In the current case Lattice Semiconductor Corporation, the U.S. target company, is a manufacturer of semiconductor products based in Oregon. The proposed purchaser Canyon Bridge Acquisition Company, Inc. is a Delaware corporation with Chinese investors including China Venture Capital Fund Corporation Limited and Yitai Capital Limited. As a result of the CFIUS review of the transaction, President Trump determined that there was credible evidence that the Chinese investors might take action that “threatens to impair the national security of the United States,” and based on such finding ordered that the transaction be “prohibited.” In the Treasury Department Statement issued in connection with the President’s order, Secretary of the Treasury Mnuchin described the national security risks identified by the President:
CFIUS and the President assess that the transaction poses a risk to the national security of the United States that cannot be resolved through mitigation. The national security risk posed by the transaction relates to, among other things, the potential transfer of intellectual property to the foreign acquirer, the Chinese government's role in supporting this transaction, the importance of semiconductor supply chain integrity to the U.S. government, and the use of Lattice products by the U.S. government.
CFIUS raises important issues in the acquisition of U.S. companies by foreign parties. If not addressed properly, parties could complete their transaction and wake up to learn that the transaction has been prohibited or rescinded – with all of the attendant uncertainties and risks that this provides. Questions that companies can ask in reviewing CFIUS issues include: (i) is my transaction the type that could be prohibited under CFIUS?; (ii) if yes, would it be advisable to obtain CFIUS clearance of the transaction prior to closing to reduce such risks? and (iii) are there ways to structure the purchase of the target company or its assets to reduce the CFIUS risks?
This case is a reminder for parties to put CFIUS on their list of issues to review in their transactions and if risks arise to take appropriate actions.
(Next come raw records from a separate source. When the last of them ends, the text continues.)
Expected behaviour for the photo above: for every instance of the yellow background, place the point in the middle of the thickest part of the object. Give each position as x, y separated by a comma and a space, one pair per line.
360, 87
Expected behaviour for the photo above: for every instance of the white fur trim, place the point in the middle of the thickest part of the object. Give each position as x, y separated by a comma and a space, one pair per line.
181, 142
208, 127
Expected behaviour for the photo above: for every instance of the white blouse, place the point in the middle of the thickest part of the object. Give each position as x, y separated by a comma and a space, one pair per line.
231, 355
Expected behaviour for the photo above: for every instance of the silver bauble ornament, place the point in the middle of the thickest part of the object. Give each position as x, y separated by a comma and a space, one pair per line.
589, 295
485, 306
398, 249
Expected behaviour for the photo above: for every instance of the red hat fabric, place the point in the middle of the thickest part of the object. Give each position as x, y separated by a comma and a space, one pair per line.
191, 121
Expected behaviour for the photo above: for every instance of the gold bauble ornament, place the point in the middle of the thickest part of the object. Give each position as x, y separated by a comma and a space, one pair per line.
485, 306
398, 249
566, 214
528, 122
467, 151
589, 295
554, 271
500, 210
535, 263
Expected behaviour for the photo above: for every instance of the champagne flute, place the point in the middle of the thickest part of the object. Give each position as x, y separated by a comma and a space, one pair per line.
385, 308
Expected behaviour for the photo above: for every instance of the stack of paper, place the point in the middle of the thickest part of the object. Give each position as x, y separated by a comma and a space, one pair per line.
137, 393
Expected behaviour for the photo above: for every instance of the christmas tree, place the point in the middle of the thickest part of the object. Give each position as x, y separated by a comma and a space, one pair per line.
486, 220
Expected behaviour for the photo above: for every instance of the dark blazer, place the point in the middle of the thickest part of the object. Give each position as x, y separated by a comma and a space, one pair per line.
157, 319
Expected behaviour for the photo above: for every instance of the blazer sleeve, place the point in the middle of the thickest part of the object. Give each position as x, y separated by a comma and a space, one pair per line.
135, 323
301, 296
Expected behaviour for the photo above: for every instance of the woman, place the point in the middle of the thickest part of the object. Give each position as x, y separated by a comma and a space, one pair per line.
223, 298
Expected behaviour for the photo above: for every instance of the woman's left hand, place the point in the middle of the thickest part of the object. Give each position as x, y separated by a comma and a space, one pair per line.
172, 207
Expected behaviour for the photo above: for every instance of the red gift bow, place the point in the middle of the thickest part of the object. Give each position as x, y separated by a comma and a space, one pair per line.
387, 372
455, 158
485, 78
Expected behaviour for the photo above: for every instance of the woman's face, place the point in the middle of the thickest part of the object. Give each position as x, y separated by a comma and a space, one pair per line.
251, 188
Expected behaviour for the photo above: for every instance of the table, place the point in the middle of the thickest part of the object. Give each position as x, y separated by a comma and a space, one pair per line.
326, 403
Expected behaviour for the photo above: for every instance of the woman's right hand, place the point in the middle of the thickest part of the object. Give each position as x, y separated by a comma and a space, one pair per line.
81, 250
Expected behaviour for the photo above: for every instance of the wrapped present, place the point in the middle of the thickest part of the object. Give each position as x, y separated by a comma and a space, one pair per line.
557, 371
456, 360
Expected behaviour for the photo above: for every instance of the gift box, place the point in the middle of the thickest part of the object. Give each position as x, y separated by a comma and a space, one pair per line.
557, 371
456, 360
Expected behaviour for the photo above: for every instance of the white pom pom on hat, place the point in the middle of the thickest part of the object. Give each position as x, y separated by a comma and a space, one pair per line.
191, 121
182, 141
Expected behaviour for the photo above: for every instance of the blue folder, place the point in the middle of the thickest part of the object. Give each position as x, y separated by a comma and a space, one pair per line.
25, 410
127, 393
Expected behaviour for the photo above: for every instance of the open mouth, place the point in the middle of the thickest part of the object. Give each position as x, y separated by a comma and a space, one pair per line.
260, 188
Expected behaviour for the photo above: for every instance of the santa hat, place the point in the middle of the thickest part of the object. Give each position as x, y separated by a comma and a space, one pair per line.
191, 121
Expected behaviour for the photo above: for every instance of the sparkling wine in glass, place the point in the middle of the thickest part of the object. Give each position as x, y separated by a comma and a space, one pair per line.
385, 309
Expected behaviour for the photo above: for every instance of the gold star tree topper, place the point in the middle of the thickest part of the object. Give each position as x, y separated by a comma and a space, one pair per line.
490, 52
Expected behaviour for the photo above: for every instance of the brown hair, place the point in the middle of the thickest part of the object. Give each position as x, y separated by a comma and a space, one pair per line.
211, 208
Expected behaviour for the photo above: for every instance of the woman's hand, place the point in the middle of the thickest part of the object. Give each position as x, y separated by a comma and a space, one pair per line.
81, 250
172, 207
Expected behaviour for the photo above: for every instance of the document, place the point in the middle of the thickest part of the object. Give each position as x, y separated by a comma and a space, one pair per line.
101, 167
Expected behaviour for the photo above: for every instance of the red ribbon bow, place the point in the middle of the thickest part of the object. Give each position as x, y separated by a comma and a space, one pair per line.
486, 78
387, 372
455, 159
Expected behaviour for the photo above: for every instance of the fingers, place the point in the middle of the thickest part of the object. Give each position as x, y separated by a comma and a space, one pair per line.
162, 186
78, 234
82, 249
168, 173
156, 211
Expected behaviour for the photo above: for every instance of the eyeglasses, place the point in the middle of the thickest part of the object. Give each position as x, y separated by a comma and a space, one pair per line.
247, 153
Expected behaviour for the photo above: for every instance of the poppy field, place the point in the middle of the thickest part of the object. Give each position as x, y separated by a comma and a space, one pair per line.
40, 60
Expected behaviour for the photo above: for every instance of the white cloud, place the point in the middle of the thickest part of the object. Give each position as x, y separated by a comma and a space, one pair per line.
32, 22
Please note: This article contains general, condensed summaries of actual legal matters, statutes and opinions for information purposes. It is not meant to be and should not be construed as legal advice. For more information, please visit our website at www.williamsmullen.com or contact the author.
 Committee On Foreign Investment In the United States. See § 721 of the Defense Production Act of 1950, as amended by the Foreign Investment and National Security Act of 2007 (collectively the “Act”).
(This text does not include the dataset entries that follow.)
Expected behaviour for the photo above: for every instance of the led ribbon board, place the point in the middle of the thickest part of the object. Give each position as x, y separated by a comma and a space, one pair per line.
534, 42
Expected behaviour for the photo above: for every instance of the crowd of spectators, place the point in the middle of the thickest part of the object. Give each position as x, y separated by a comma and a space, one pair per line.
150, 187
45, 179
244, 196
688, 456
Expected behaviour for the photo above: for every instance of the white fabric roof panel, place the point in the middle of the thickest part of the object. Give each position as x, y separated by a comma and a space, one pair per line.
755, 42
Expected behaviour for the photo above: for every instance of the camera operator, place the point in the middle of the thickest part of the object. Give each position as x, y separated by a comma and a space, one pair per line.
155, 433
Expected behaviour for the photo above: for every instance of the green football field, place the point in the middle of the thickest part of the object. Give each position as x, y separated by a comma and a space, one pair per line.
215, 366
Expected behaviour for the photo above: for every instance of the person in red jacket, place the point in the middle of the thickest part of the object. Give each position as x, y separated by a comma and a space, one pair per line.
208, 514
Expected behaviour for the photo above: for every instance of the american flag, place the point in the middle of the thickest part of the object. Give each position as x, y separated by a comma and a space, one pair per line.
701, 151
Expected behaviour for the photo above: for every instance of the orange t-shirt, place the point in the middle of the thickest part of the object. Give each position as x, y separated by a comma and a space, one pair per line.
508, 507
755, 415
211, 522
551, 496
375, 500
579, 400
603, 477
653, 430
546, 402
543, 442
 Under § 721(d)(3) of the Act, to enforce such actions the President may direct the U.S. Attorney General to “seek appropriate relief, including divestment relief, in the district courts of the United States, in order to implement and enforce this subsection.”
 See § 721(f) of the Act.
 The facts of this case are discussed in the court’s opinion in Ralls Corporation v. Committee on Foreign Investment In the United States, 758 F.3d 296 (D.C. Cir. 2014).